Nation, maintenant. Au départ, c’est-à-dire au Moyen-Âge, le terme couvrait des collectivités assez réduites. Du temps de Philippe Auguste, la Nation, telle qu’elle est apparue à la bataille de Bouvines, c’était en gros le Roi et la noblesse qui combattait avec lui. A la Sorbonne, l’on parlait par exemple de nation hongroise pour évoquer la communauté des étudiants hongrois qui s’y regroupait. C’est avec la Révolution française que le terme s’est étendu à l’ensemble des Français, d’où l’expression de « Grande Nation », très mal interprété d’ailleurs par les Allemands, qui y voyaient une marque d’orgueil national.
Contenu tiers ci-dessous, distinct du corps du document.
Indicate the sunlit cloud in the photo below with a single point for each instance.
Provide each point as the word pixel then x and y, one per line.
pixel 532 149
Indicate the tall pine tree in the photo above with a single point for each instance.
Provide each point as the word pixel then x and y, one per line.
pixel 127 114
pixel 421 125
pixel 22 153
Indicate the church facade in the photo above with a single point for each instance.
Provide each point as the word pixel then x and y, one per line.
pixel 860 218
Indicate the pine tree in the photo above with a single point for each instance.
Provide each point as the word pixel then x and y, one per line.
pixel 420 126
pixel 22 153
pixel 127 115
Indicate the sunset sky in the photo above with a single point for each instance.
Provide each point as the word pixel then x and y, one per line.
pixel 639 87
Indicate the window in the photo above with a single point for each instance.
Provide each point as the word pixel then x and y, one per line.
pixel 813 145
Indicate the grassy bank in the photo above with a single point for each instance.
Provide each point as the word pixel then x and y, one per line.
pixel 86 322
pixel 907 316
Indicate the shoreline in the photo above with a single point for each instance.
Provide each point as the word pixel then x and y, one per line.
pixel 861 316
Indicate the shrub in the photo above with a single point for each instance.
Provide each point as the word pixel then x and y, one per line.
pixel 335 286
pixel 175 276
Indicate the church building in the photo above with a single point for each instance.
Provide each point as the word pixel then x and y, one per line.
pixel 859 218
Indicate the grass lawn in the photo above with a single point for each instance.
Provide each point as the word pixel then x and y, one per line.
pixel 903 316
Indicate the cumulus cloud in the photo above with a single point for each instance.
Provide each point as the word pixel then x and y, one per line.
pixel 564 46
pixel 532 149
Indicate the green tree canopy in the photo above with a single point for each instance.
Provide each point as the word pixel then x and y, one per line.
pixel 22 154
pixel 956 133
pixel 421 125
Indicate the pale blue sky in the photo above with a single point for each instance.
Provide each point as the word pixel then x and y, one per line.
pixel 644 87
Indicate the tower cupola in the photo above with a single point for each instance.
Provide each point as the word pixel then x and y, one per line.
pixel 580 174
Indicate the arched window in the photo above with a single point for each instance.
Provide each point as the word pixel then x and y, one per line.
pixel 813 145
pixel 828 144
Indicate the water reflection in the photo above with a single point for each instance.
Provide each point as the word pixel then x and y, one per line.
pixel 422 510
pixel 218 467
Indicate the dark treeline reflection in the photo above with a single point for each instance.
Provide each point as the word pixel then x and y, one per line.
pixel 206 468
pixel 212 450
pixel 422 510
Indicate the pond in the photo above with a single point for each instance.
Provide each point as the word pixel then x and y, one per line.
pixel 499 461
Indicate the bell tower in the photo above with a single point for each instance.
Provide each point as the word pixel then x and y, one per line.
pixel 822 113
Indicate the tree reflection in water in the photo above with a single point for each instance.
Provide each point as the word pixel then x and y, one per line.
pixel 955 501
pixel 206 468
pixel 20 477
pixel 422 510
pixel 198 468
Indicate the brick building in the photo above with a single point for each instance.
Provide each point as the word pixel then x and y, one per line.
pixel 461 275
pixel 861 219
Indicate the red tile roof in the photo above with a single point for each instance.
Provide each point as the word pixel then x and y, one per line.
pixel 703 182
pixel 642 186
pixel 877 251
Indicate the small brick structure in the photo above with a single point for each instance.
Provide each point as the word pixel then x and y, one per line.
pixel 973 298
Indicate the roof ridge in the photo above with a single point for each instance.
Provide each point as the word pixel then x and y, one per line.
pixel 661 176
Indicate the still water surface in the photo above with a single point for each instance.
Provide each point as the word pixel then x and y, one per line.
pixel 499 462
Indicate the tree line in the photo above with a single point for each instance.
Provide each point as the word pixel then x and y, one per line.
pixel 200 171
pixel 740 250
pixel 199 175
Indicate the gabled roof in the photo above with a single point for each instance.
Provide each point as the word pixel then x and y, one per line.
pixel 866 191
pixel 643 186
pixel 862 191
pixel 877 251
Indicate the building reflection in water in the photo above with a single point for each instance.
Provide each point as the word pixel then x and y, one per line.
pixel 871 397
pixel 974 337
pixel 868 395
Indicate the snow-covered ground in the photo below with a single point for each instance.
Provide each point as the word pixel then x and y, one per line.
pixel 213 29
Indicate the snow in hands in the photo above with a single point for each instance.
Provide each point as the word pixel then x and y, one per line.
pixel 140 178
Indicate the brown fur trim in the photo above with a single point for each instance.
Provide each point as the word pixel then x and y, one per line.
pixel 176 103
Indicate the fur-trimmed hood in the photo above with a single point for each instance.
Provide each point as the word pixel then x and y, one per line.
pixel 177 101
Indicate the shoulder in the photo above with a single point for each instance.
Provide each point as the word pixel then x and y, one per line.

La Grande Nation, c’était la famille élargie à l’ensemble des Français, c’était une façon de dire que tous les Français appartenaient au fond à la même grande famille.

Une fois dit tout cela, ayant donc éliminé tout le flou qui entoure les tentatives de définition d’une identité collective, l’on voit bien que ce qui reste quand on tente de cerner les fondements du sentiment d’appartenance à une collectivité nationale, c’est précisément l’envie d’y appartenir. La nation française, c’est la collectivité des gens qui ont envie de vivre ensemble comme dans une grande famille : une grande famille où l’on se bagarre, où l’on s’engueule sans doute, mais pas au point de rompre le pacte implicite de continuer, quoi qu’il en coûte, de vivre ensemble, notamment parce qu’on partage un certain nombre de mêmes souvenirs (pas forcément bons d’ailleurs, loin de là…) et donc une même histoire. Ceci n’a rien d’original, c’est la conclusion à laquelle sont parvenus tous les penseurs qui se sont penchés sur la question. Et si le débat qui est lancé par le Gouvernement était honnête (mais on peut en douter), c’est la seule conclusion à laquelle il puisse parvenir.

François Nicoullaud est ancien Président de l’association Français du Monde-ADFE, et ancien ambassadeur de France en Iran et en Hongrie. Cettre tribune est tirée du site de FdM-ADFE.